Foreign Hackers Accessed U.S. Power Grid ‘Dozens of Times’
Recently, a private security researcher hot on the trail of hackers who stole information from a California university’s housing files discovered something far more nefarious: the attackers had found a way into networks running America’s power grid.
That security researcher was Brian Wallace. Those attackers appear to be based in Iran. According to his research, these bad actors have already swiped passwords, engineering drawings from dozens of power plants, and more. If that’s not bad enough, the Associated Press (AP) is reporting that Wallace’s discovery is not altogether unique.
“About a dozen times in the last decade, sophisticated foreign hackers have gained enough remote access to control the operations networks that keep the lights on,” the AP said, noting its sources were top experts who spoke only on condition of anonymity due to the sensitive nature of the subject matter.
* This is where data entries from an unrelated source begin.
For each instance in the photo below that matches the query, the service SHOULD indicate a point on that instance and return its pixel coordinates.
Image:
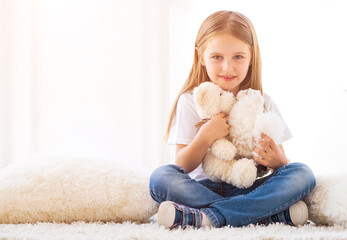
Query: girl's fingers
(264, 145)
(260, 152)
(269, 140)
(259, 160)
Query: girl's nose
(228, 65)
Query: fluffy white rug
(127, 230)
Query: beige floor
(81, 230)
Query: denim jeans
(225, 204)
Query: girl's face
(227, 60)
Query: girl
(227, 54)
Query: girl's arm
(190, 156)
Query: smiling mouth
(228, 78)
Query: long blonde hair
(217, 23)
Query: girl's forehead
(226, 43)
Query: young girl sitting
(227, 54)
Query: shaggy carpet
(128, 230)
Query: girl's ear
(200, 56)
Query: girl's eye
(217, 57)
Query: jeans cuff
(213, 218)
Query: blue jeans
(225, 204)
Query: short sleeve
(182, 129)
(271, 106)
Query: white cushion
(62, 189)
(328, 201)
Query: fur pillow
(74, 189)
(328, 201)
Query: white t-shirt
(183, 130)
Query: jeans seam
(282, 206)
(157, 194)
(211, 216)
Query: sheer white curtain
(84, 78)
(303, 51)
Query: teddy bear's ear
(227, 102)
(207, 99)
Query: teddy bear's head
(210, 100)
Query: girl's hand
(272, 156)
(215, 128)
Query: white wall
(84, 78)
(303, 51)
(97, 78)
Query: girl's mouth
(228, 78)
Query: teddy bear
(230, 159)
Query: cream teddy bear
(230, 159)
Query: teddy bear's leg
(244, 173)
(224, 149)
(216, 168)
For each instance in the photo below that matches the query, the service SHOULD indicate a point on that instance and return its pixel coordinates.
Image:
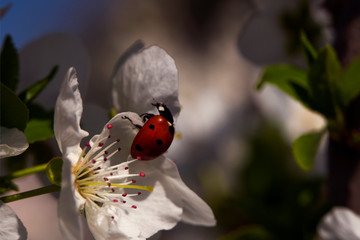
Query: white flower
(100, 179)
(12, 142)
(11, 227)
(340, 223)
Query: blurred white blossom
(11, 227)
(12, 142)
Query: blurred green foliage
(273, 199)
(325, 87)
(19, 111)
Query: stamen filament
(147, 188)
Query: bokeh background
(235, 145)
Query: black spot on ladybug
(159, 142)
(138, 147)
(171, 130)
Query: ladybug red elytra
(156, 136)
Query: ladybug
(155, 136)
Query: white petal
(12, 142)
(11, 226)
(68, 111)
(340, 223)
(101, 224)
(121, 130)
(158, 210)
(171, 200)
(144, 76)
(70, 201)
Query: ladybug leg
(146, 116)
(135, 125)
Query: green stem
(27, 171)
(31, 193)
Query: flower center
(99, 182)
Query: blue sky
(28, 20)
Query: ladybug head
(164, 111)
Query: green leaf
(252, 232)
(285, 77)
(309, 50)
(9, 64)
(350, 82)
(34, 90)
(39, 130)
(305, 148)
(14, 113)
(53, 170)
(324, 77)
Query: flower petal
(146, 75)
(104, 225)
(12, 142)
(68, 111)
(158, 210)
(119, 129)
(172, 199)
(195, 210)
(340, 223)
(70, 201)
(11, 226)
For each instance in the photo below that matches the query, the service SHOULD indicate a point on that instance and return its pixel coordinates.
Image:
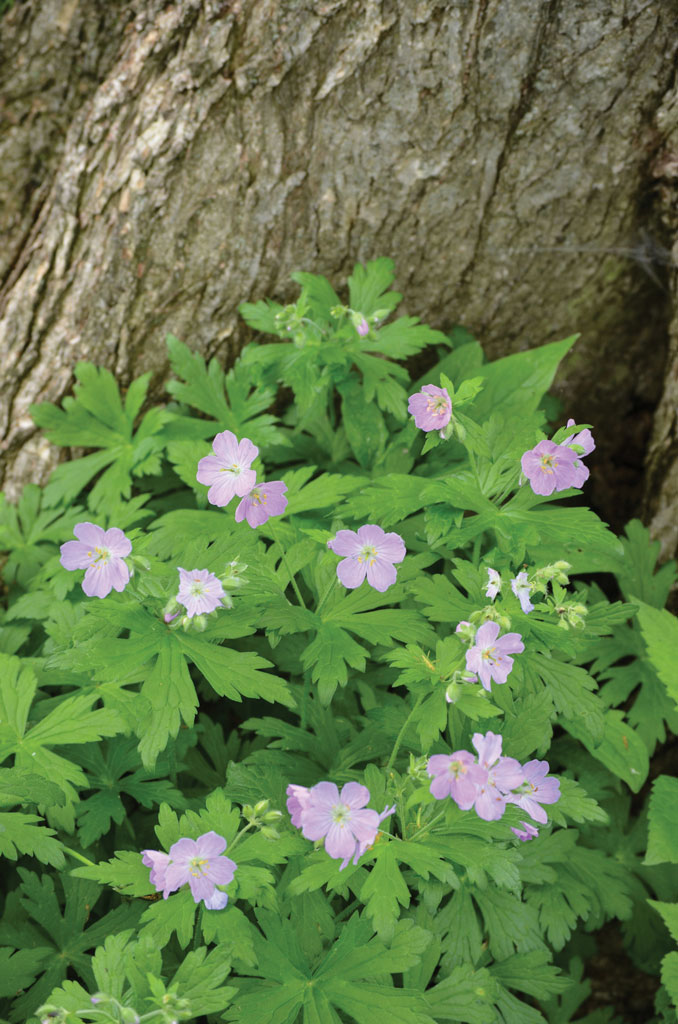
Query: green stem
(400, 734)
(327, 593)
(278, 541)
(303, 722)
(79, 856)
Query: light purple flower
(503, 775)
(525, 834)
(490, 656)
(431, 408)
(227, 472)
(369, 552)
(456, 775)
(537, 790)
(340, 819)
(262, 501)
(551, 467)
(101, 553)
(200, 862)
(585, 440)
(522, 590)
(495, 584)
(297, 801)
(200, 592)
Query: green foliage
(127, 723)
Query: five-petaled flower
(368, 552)
(522, 590)
(431, 408)
(261, 502)
(200, 862)
(490, 657)
(456, 775)
(537, 790)
(502, 775)
(341, 819)
(552, 467)
(227, 472)
(101, 553)
(200, 592)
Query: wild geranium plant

However, the public almost never learns the details of these types of attacks, which are rarer as well as more intricate and potentially more dangerous than data theft, the AP noted. “Information about the government’s response to these hacks is often protected and sometimes classified; many are never even reported to the government,” according to the AP.
Dealing with Super Powers
We caught up with Dwayne Melancon, CTO of advanced threat detection firm Tripwire, to get his thoughts on the news.
When it comes to critical systems, and critical infrastructure, it pays to make attackers’ lives more difficult, he told us. As an example, he stressed implementing multi-factor authentication to prevent access rather than using just a password is crucial. On top of that organizations should segment their networks to limit the amount of sensitive information that can be accessed by users, he said.
“In particular, accounts with ‘super powers’ — such as creating new users, changing access permissions, or performing potentially harmful operations — should not only be tightly controlled, they should be aggressively monitored to look for unusual activity,” Melancon said.
“In older systems, the amount of rigor possible might be limited due to the lack of security functionality in old applications,” he continued. “In that case, organizations can often reduce risk by moving systems into a network segment that can only be accessed by a VPN, and multi-factor authentication can be added at the VPN.”